Thanks to acquisitions in 2014 and 2015.
Soilbuild Business Space REIT (Soilbuild REIT) enjoyed a steady end to its 2015 financial year, as it posted a full year net property income (NPI) of about $67.78m. This is a 18.2% YoY leap from FY14’s $57.36m, while 4Q15 NPI showed a 17.1% YoY hike to $17.5m.
According to a report by OCBC, the growth was due to 2014 and 2015 acquisitions, though offset by raised finance expenses and managers fees.

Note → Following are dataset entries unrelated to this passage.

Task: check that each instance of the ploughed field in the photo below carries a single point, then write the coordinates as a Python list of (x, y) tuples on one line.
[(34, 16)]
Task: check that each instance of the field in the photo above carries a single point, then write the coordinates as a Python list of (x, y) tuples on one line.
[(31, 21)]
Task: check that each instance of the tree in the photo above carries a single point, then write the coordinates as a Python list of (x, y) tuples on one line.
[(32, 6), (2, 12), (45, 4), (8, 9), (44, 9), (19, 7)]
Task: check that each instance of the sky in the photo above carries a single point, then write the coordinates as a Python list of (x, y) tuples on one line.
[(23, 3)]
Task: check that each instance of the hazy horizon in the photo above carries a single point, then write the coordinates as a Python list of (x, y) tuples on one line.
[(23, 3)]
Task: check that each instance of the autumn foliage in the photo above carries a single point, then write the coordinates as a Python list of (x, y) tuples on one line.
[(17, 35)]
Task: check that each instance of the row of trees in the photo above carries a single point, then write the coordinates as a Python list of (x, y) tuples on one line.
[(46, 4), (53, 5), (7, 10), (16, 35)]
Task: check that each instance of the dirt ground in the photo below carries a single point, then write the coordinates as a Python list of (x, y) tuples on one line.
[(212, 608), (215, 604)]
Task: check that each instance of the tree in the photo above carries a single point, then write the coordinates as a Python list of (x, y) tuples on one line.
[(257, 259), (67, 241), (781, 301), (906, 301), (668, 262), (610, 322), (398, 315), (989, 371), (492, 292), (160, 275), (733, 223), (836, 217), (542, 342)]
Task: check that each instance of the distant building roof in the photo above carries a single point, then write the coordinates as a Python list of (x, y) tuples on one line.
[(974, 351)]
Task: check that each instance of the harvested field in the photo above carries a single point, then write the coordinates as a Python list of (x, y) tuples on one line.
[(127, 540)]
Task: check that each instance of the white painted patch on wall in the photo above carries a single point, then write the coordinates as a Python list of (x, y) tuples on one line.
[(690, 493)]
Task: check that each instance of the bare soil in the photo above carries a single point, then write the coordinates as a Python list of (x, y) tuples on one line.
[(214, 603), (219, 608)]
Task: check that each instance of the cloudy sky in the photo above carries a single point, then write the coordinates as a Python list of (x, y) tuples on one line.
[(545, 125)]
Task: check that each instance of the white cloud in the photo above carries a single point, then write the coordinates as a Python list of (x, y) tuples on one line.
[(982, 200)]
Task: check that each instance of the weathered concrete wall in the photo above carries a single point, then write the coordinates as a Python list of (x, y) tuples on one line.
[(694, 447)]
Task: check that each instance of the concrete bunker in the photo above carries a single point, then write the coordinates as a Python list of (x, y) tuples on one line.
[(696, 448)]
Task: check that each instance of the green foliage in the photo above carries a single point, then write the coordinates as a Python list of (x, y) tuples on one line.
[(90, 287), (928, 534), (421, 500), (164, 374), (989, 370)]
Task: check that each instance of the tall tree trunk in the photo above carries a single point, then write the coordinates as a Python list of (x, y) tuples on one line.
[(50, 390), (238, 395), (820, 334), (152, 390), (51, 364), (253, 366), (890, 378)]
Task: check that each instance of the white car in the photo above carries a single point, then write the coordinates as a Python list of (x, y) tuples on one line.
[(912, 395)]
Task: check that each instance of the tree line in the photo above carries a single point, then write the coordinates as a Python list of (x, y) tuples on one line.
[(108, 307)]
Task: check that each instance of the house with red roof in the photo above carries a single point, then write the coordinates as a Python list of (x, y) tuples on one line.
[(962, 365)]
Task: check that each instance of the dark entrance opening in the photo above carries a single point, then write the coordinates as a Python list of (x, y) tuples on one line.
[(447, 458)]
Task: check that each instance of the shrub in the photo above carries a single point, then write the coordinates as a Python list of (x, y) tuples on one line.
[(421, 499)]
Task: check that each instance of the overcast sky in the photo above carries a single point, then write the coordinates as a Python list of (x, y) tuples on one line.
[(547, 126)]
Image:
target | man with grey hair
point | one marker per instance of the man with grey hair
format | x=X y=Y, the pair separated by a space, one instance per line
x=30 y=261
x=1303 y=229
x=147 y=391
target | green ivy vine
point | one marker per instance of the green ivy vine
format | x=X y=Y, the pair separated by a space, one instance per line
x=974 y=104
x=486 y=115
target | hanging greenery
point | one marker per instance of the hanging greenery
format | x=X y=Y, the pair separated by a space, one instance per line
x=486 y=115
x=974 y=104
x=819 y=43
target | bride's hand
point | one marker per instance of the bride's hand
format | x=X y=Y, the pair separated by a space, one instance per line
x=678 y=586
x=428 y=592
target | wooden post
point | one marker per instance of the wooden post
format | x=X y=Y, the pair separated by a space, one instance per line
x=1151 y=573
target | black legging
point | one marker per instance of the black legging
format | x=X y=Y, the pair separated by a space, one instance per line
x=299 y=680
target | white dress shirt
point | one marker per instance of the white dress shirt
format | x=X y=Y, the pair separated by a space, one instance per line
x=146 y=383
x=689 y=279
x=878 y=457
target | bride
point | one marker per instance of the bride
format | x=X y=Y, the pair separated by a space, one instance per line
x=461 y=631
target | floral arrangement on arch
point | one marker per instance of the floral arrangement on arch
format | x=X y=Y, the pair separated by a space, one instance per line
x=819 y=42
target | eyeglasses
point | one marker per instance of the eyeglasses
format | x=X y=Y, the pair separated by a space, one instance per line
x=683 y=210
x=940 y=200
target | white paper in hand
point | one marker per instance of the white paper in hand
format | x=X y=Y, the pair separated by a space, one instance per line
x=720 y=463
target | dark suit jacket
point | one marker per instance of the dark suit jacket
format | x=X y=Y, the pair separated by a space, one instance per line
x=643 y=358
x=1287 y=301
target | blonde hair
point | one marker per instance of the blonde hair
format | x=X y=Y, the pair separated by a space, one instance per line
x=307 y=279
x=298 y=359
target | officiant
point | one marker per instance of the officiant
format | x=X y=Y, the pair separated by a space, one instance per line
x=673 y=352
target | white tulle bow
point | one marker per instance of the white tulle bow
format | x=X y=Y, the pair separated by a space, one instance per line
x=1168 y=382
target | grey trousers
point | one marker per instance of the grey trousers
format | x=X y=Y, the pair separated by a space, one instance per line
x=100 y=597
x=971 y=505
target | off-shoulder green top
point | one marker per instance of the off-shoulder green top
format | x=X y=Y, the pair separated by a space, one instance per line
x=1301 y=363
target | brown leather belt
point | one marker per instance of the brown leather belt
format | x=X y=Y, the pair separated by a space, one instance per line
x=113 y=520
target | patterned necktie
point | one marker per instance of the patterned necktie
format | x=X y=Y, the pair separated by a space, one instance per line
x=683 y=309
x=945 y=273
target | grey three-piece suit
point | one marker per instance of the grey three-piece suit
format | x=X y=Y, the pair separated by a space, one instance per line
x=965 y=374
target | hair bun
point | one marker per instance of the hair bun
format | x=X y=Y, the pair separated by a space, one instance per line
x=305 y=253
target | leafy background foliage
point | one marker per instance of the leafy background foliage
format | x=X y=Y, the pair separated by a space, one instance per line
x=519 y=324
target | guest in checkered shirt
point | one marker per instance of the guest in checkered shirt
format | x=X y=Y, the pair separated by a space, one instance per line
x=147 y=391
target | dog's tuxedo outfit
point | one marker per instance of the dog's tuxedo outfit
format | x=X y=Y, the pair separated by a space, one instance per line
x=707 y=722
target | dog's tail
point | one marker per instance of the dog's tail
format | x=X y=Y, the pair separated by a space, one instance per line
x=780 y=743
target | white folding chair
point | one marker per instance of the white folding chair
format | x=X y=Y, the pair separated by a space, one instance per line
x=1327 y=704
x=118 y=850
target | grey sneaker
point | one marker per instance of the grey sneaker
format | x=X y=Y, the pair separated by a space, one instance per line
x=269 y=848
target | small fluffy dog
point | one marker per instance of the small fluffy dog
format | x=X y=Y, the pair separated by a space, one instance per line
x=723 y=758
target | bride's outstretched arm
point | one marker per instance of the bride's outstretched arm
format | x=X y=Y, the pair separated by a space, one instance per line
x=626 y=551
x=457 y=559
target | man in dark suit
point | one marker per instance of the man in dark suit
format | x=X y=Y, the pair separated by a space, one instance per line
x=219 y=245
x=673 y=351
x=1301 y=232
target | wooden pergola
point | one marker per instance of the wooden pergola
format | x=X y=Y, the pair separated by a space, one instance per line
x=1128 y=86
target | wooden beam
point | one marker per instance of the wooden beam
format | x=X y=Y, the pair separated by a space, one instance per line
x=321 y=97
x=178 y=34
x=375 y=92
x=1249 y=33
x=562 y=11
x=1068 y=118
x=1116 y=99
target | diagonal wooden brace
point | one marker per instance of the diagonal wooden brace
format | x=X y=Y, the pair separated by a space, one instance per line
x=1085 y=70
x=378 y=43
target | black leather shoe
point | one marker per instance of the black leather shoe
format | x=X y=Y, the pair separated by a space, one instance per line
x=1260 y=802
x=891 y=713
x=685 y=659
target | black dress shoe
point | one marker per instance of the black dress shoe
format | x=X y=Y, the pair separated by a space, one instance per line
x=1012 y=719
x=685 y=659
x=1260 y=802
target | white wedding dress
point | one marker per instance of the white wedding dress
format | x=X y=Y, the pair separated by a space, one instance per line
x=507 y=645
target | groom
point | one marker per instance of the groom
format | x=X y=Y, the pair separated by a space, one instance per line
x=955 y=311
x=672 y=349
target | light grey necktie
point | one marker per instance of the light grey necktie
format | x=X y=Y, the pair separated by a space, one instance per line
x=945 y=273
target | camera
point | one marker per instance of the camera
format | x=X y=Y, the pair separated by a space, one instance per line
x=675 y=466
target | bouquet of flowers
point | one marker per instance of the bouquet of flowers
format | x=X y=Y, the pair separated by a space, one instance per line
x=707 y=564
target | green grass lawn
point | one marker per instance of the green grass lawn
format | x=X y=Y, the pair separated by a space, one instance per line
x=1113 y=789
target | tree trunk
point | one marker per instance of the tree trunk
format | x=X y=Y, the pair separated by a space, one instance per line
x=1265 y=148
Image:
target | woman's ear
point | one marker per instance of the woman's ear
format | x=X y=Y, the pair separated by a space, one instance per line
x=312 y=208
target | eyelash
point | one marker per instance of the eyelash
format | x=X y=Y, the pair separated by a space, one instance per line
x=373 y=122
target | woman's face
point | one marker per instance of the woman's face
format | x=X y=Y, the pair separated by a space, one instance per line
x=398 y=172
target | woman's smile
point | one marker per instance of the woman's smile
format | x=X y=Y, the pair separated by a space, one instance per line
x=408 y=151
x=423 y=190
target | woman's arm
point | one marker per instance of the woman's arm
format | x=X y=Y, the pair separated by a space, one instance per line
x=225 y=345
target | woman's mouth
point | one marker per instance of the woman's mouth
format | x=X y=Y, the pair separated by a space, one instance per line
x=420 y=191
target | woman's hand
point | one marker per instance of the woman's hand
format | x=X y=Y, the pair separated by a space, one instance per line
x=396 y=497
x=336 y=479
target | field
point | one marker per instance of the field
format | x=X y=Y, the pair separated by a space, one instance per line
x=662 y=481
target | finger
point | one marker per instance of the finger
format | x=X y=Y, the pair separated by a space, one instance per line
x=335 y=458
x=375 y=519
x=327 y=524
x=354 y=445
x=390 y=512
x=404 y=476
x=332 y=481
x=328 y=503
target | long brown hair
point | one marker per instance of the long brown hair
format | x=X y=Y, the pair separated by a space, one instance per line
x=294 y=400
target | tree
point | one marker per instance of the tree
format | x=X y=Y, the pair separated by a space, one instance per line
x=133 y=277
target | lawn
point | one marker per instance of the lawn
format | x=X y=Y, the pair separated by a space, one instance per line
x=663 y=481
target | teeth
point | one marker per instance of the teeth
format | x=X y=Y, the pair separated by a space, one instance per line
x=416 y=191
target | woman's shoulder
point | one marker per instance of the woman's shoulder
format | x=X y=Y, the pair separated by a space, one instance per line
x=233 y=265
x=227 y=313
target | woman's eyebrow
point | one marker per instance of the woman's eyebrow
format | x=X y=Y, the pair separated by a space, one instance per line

Meanwhile, Soilbuild REIT seven lease renewals in Q4, amounting to 197,724 sqft of space. These were inked at a negative 6.6% rental reversion, reflecting a turbulent leasing environment amid a constrained macroeconomic landscape and supply concerns. Nevertheless, FY15 had a total of 568,671 sqft of renewed space at a positive rental reversion of 2.5%.
Occupancy dipped to 96.8% in Q4 from Q3’s 98.7% on back of higher vacancies at West Park BizCentral and Tuas Connection.
Soilbuild REIT initially had 14.9% of its leases (by NLA) expiring in 2016, but company management forward renewed 2.3% of this, leaving 12.6% for the rest of the year.